The Greek language is officially the richest language with 5.000.000 words and 70.000.000 word types.Even stated in the Guinness Book of Records. The distant number 2 is English language with 490.000 words of which 54.000 is Greek of origin.

1). Guinness book of Records: The Greek language is the richest language in the world

2). The Greek language is the first world language in the world and was spoken throughout the entire ancient world.

3). On top of that. The entire medical, mathematical, scientific, astronomic world uses Greek words. Which does not exist in ANY other language.

4). The Greek language has been in use for at least 3600 years and is the longest continuous still living language in the world.
"Greek has been spoken in the Balkan Peninsula since around the late 3rd millennium BC. The earliest written evidence is a Linear B clay tablet found in Messenia which dates to between 1450 and 1350 BC,[12] making Greek the world's oldest recorded living language."

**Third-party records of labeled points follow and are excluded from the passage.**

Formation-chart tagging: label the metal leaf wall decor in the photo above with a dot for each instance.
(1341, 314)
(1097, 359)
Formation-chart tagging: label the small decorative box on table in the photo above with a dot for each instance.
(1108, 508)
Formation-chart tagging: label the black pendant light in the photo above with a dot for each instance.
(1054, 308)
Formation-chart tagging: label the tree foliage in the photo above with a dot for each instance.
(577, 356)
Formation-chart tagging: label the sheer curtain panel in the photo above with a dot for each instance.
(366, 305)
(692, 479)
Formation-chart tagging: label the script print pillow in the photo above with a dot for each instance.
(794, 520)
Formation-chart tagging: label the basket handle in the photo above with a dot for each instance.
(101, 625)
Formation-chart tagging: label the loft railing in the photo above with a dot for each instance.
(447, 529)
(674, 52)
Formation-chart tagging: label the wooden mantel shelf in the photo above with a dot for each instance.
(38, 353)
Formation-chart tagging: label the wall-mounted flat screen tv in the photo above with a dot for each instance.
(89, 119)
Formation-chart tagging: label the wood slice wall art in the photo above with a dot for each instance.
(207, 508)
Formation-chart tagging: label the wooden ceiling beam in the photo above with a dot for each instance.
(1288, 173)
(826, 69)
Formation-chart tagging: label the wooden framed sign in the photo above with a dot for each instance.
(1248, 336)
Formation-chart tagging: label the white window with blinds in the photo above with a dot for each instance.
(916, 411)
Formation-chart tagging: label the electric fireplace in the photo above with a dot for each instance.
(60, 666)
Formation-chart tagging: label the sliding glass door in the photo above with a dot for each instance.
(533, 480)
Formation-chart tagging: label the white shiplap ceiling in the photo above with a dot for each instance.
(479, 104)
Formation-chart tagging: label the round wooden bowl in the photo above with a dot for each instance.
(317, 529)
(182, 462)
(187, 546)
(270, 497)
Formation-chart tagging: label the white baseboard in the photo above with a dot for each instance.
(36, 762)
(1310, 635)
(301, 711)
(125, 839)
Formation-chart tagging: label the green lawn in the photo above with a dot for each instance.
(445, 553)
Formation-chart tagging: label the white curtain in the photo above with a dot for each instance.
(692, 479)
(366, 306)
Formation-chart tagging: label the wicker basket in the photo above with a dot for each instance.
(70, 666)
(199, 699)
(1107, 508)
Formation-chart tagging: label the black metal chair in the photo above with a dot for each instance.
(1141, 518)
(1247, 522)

5).Homer wrote one of the most complex poetry in the entire ancient world is 850 BC, 2850 years ago.

6). The Greek language is the basis of all European languages and in 54.000 words in English is Greek of origin. The total amount of words of Greek origin in all European languages (German, French, Spanish, English, etc) are 500,000 words.

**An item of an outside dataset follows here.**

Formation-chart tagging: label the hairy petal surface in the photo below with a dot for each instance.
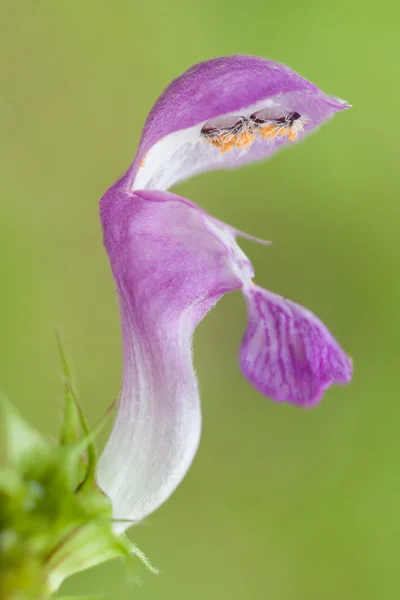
(172, 149)
(287, 353)
(170, 268)
(172, 262)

Not only is there not a single language in the world that is the root and has influenced 60% of all world languages(East European, French, Latin, German, English, Spanish, Celtic, Russian, Asian, etc), but it's also the oldest living language still in use. and with the entire scientific, medic, astronomic world using the Greek language, it can only be the Greek language as the richest language in the world, which is logically officially recognized as the richest language in the world.

-Greek language: 5,000,000 words and. and contains approximately 70,000,000 words including, derivatives, medical terms and scientific expressions.

Lameen Souag الأمين سواق said...

Aaand thank you for demonstrating that it's not just Arabs who feel the need to bolster their self-worth with made-up statistics about numbers of words. For a more serious examination of the question for Greek, see Nick Nicholas:

Lerna I

Lerna II

khalid said...

Well said

khalid said...

Well said

Osama Al-Ghamdi said...

Yeah English is poor language if it has to be compared to Arabic. A small example to that is when you refer to relationships:
Aunt (goes to both parents sisters)
But in Arabic it's more specific
خاله which goes to mother's sister
عمه which goes to the father's
And the list goes on and on.
If we were to say that Arabic is more specific and English is more general.

Lameen Souag الأمين سواق said...

Kinship terms are certainly more specific in Arabic than in English; in that domain, English is relatively impoverished. But picking a single semantic domain tells us nothing about how the two languages' vocabularies compare overall.